At 04:09 PM 8/8/04, Robert J. Chassell wrote:
Wow!  Thank you for the information on bird vision.  I did not realize
how many more colors they see!

Ronn!Blankenship <[EMAIL PROTECTED]> wrote

    From <<http://www.bio.bris.ac.uk/research/vision/4d.htm>>:

    "Bird colour vision differs from that of humans in two main
    ways. First, birds can see ultraviolet light. .... It is mammals,
    including humans, that have poor colour vision! Whilst UV
    reception increases the range of wavelengths over which birds can
    see, increased dimensionality produces a qualitative change in the
    nature of colour perception that probably cannot be translated
    into human experience. ...

Also, if you ever are able to reproduce the

    charts of the area around the constellation Orion showing what it
    would look like to each of those (based only on the sensitivity)

I would be very interested. This is all new to me.



I generated them with Chris Marriott's SkyMap Pro (<<www.skymap.com>>) by successively setting the limiting magnitude (recall that a difference of 5 magnitudes means a ration of 100 times in brightness) to 4.5 (human from a light-polluted area like campus), 6.5 (human in a dark sky), 8.3 or so (cat: 6x as sensitive as a human), 11.5 (owl: 100x as sensitive as a human), printing the results, and making transparencies of them. Unlike many other available sky-charting programs, which restrict the limiting magnitude depending on the field of view, so one can only see lots of faint stars if one restricts the chart size to something corresponding to a telescopic field of view, SkyMap Pro allows one to generate maps of larger portions of the sky with the limiting magnitude set quite faint.

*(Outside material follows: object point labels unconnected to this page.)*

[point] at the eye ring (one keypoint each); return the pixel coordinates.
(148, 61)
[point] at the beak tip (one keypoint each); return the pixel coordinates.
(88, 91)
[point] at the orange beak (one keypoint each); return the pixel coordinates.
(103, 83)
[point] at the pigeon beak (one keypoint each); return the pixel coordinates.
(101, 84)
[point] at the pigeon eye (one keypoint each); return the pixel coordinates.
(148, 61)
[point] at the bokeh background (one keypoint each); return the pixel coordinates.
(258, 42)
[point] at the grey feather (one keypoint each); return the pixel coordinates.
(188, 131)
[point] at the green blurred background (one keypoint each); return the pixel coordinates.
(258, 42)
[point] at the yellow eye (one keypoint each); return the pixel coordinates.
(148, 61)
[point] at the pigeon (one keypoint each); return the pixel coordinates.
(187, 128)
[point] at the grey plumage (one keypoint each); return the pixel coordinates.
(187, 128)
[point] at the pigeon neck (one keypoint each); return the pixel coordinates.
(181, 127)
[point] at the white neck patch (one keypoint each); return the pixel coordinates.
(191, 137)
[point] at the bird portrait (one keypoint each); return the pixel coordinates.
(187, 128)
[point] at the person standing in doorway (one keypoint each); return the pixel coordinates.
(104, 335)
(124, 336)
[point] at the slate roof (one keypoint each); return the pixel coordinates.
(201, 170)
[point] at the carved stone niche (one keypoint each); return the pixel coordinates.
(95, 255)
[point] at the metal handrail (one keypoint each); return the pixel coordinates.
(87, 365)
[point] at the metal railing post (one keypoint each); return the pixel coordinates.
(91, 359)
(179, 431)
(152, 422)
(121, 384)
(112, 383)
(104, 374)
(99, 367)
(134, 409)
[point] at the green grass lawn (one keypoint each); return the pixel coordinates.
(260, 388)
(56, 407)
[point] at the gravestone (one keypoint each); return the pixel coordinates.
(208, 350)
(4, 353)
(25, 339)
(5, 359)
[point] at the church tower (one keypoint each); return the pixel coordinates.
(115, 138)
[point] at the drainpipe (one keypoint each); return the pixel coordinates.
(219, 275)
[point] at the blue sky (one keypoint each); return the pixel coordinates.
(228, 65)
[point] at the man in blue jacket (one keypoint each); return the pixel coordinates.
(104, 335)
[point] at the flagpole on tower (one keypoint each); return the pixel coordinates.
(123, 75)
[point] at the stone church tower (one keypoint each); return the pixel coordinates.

I made these charts awhile back, and have thought about sometime re-doing them when I have the time. Also, I made them before I got a copy of the full USNO catalog which is complete down to about 19th magnitude or so over the whole sky, and might be more complete (I think SkyMap Pro uses the SAO catalog, which is complete only down to 9th magnitude or so, for basic data, supplementing it with the HST GSCC and the Hipparcos/Tycho catalogs, but I am not absolutely sure that the charts I produced, particularly for the owl, are complete. There are enough faint stars all over it the entire field that you can't even identify Orion without some concentration, though, so it is suitably impressive to students as it is . . . )



    Another statement I came across from somewhere is that a rabbit's
    eyes are so sensitive to movement that she could actually see the
    Sun moving across the sky.

Hah! That is amazing.



I did a Google search for "rabbit vision" but didn't find any information to support or deny that assertion, which IIRC was made in a _Sky & Telescope_ article about the eye several years ago. Most of the stuff I found was all quoted from the same source which was directed at answering the question "What does my rabbit see?" for young people who have pet rabbits. (The Internet came along about a quarter of a century too late to be useful when I was in that category, so I am unable to confirm any of that information from personal observation.)




Another question, what kind of resolution do birds have in ordinary
light?  I know, from observation, that I can readily see a dark
vertical line, a tower, against a light background, the sky, when its
width is one in three-thousandsth of a radian or about one minute of
arc.  (Roger Clark, in `Visual Astronomy of the Deep Sky', provides
more detailed information that involves the surface magnitude of the
background.  Where I have made comparisons, his information agrees
with my personal experience.)



One arc minute is about the limit of resolution of the average human eye. Recall, frex, that the maximum discrepancy between Tycho's observations of Mars and positions predicted by Kepler's best-fit circular orbit was only 8 arc minutes, and it was only because Kepler had worked for Tycho for about one year and was certain that his observations were accurate to the limit of naked-eye resolution that convinced him that a circular orbit was not adequate. And about the same time, Galileo's observations of the phases of Venus provided strong evidence of the heliocentric model. Venus is just under 1 arc minute in diameter, so IOW the critical observations were just out of reach of the naked eye. (Some people with sharper-than-average vision can indeed see that Venus is not a circle when it is nearest Earth and hence less than half-"full". However, astigmatism and air turbulence can also make it appear out-of-round, and in any case only a small percentage of people have sharp-enough vision, so anyone who reported that Venus looked crescent-shaped at times was probably ignored, as was anyone who reported seeing Jupiter's moons Ganymede and Callisto with his naked eye, although that is possible for people with sharper-than-average vision when Jupiter is near opposition in a dark sky. BTW . . . I also have an attention-grabbing illustration for when the topic of "naked-eye observing" comes up . . . )




-- Ronn!  :)

"Earth is the cradle of humanity, but one cannot remain in the cradle forever."